It's recently been shown that even though the numbers are represented with different tokens, the network learns to form an internal representation that understands the progression from one token to the next.
As far as I can tell from a quick heuristic perusal, the "Generalization Beyond Overfitting" paper reports "generalisation" _on the validation set_. That's not particularly impressive and it's not particularly "generalisation" either.
Actually, I really don't grokk this (if I may). I often see deep learning work reporting generalisation on the validation set. What's up with that? Why is generalisation on the validation set more interesting than on the test set, let alone OOD data?
The point of the paper is to show that NN can still learn long after fully memorizing the train dataset.

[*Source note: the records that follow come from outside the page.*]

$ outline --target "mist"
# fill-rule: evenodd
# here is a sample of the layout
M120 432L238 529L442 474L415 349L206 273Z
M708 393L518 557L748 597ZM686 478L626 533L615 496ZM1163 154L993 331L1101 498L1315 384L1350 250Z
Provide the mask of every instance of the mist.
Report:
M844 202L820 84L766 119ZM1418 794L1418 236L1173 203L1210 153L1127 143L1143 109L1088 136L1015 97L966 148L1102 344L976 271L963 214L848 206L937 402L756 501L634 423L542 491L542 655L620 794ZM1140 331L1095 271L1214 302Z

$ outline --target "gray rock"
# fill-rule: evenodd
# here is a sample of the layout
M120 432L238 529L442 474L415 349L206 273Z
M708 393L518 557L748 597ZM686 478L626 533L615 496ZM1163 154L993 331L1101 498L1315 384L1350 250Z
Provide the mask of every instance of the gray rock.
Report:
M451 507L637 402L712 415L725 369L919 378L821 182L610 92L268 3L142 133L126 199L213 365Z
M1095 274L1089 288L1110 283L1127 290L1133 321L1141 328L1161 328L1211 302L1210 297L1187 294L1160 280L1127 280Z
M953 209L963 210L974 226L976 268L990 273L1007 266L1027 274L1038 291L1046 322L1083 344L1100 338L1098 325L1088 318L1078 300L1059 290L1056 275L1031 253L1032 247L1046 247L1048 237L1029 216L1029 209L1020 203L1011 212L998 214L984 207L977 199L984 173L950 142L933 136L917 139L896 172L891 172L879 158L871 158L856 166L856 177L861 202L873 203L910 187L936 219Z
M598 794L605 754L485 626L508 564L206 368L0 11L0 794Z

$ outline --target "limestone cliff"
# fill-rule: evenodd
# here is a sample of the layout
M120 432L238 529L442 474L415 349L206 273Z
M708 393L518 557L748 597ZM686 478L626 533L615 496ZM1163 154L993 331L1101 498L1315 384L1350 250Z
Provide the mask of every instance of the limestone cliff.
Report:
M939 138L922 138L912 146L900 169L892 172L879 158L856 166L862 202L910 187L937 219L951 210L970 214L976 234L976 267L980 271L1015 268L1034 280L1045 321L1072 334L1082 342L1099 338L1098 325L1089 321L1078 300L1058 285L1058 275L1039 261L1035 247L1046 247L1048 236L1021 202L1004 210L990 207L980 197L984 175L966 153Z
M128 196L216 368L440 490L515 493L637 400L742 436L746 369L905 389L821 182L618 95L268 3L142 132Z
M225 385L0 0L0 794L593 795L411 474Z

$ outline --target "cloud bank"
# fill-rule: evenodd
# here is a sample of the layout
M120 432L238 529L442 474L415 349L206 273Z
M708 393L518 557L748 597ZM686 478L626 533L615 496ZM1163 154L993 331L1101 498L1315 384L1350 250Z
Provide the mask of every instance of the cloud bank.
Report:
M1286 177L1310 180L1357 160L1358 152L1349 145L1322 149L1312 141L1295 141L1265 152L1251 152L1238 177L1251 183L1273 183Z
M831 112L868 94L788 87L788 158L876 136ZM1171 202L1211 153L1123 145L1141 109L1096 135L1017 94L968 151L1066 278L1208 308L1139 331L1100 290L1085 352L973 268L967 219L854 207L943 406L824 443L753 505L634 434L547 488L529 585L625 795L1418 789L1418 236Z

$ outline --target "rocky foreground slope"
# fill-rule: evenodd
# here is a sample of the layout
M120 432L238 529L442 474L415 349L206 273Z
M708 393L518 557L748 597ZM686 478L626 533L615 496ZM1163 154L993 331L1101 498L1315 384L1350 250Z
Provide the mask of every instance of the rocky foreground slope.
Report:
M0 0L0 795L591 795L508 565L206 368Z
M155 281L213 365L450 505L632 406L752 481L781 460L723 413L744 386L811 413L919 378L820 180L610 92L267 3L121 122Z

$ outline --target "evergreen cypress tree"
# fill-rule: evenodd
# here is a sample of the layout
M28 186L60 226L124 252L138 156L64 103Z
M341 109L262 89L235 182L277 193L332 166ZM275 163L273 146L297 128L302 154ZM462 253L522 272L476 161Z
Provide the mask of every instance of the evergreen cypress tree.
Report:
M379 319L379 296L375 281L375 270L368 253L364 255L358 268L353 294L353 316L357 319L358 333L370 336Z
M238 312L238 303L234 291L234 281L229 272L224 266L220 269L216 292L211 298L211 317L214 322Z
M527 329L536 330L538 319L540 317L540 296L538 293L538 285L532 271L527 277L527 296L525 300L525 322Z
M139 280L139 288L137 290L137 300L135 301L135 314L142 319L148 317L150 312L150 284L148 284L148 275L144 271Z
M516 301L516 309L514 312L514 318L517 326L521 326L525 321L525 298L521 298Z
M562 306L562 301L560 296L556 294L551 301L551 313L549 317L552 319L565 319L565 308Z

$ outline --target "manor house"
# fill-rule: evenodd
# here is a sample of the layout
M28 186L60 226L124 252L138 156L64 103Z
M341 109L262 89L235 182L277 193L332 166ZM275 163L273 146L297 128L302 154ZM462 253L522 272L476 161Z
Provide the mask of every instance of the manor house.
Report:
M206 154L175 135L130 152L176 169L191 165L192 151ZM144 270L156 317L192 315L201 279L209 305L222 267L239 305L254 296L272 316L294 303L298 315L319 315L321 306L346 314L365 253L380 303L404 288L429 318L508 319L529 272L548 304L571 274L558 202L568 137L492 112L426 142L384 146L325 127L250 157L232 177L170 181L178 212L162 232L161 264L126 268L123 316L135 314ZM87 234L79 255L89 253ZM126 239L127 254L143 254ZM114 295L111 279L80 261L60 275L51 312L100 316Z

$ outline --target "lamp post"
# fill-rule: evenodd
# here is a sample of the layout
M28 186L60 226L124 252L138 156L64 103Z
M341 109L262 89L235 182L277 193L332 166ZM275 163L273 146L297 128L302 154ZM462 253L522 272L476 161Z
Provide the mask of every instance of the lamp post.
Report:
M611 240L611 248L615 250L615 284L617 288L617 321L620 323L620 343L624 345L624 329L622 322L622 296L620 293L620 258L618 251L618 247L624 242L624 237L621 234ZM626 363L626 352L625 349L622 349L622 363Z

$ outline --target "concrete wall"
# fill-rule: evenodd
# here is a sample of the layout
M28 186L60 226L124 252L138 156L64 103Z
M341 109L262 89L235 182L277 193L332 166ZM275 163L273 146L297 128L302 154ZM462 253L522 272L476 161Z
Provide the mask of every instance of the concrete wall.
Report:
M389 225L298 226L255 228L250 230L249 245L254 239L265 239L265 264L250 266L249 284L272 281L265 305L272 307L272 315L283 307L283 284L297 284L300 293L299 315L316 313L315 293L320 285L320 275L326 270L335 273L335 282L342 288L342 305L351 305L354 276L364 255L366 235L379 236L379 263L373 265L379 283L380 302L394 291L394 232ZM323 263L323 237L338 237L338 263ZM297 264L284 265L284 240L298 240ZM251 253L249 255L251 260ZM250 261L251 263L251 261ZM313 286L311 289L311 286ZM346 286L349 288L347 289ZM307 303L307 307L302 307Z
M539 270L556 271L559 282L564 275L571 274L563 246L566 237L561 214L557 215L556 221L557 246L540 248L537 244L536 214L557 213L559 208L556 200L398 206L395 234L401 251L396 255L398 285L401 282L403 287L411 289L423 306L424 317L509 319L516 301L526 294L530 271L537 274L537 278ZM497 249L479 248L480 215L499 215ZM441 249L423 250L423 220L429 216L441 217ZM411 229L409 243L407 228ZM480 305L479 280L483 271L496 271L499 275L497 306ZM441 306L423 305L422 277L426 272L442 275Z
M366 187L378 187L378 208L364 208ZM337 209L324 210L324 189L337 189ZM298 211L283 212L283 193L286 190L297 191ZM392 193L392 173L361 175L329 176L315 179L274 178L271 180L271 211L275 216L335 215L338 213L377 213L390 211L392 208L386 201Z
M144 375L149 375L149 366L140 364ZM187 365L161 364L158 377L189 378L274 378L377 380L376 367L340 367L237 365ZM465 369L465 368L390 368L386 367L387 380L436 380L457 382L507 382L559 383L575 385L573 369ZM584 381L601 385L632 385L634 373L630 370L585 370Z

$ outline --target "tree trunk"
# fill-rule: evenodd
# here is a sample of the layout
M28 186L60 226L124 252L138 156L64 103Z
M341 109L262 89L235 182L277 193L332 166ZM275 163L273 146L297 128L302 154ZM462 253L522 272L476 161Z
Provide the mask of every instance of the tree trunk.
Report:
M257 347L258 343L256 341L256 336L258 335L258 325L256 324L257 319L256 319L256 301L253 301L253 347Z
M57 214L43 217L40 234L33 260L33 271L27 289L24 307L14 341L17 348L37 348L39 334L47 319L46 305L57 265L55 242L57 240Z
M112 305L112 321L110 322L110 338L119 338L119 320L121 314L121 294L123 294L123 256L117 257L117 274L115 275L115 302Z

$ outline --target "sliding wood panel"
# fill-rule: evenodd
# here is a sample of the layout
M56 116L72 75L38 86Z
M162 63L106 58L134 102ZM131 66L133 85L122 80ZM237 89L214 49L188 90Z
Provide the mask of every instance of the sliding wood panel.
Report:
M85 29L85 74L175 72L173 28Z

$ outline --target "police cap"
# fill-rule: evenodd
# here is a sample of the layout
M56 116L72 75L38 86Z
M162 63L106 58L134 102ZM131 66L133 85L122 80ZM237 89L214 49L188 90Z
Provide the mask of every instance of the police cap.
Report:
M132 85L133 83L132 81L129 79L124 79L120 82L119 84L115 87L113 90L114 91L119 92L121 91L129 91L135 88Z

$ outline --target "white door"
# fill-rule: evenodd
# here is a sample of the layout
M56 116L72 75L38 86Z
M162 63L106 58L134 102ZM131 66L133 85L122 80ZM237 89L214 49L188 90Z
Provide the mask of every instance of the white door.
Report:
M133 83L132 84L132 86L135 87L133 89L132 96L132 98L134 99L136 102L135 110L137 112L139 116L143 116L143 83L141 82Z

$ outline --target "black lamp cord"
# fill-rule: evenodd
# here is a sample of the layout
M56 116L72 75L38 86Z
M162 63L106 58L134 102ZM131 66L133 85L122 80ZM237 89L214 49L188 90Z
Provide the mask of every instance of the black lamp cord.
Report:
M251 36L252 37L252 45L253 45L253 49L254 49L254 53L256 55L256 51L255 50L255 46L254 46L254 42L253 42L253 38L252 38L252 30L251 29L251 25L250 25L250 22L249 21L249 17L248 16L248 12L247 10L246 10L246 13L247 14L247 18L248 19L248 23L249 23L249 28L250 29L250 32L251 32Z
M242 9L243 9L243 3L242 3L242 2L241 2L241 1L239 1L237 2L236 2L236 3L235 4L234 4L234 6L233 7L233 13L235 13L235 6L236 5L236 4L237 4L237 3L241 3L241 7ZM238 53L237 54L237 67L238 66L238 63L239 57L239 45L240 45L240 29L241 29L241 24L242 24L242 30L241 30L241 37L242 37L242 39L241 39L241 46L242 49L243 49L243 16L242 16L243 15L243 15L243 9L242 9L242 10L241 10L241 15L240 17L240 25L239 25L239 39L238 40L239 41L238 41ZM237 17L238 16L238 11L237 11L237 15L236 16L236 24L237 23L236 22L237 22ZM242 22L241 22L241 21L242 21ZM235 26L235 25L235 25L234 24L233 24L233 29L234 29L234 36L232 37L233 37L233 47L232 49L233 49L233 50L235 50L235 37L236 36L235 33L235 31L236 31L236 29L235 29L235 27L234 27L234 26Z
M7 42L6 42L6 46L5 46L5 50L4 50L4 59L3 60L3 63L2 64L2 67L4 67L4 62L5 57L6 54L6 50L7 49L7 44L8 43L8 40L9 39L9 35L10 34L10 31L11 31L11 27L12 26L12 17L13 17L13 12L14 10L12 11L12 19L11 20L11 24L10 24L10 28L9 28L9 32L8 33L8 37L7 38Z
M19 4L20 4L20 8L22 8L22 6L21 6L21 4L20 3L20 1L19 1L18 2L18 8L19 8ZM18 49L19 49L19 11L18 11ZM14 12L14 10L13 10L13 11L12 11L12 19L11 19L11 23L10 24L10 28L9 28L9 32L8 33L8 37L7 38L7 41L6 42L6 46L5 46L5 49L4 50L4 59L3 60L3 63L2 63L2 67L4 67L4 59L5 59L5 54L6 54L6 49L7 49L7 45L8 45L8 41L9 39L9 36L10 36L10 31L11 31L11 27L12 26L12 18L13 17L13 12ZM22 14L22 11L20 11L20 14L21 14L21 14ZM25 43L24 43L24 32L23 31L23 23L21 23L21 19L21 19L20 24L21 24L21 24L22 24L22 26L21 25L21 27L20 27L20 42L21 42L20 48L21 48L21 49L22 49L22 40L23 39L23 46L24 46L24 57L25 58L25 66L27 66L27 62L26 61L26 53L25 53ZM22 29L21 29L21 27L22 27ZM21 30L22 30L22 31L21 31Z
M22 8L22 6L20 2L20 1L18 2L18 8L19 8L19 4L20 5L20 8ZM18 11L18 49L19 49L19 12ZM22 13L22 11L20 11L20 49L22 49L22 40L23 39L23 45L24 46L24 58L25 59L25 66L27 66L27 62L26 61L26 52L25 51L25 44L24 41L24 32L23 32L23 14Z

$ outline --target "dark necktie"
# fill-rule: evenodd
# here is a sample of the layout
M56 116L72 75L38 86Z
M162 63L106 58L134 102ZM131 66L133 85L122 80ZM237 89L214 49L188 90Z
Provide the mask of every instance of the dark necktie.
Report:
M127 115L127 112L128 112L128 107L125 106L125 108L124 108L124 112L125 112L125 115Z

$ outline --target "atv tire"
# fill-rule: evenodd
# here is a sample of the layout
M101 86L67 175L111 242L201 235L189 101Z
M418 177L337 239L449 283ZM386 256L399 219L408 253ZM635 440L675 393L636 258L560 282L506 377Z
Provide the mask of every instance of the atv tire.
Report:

This behavior goes against current paradigm of thinking about training NNs. It is just very unexpected, similarly as double descent is unexpected from classical statistics point of view that more parameters lead to more over-fitting.
They could have split validation test set into validation and test sets, but I don't know what that would achieve in their case.
Fig. 1 center shows different train / validate splits. Fig 2. shows a swoop between different optimization algorithms if you are concerned about hyperparameters over-fitting.
But to me really interesting is the Fig 3. that shows that NN learned the structure of the problem.
Network has to grasp the "abstract" number, but it clearly did not grasp that concept.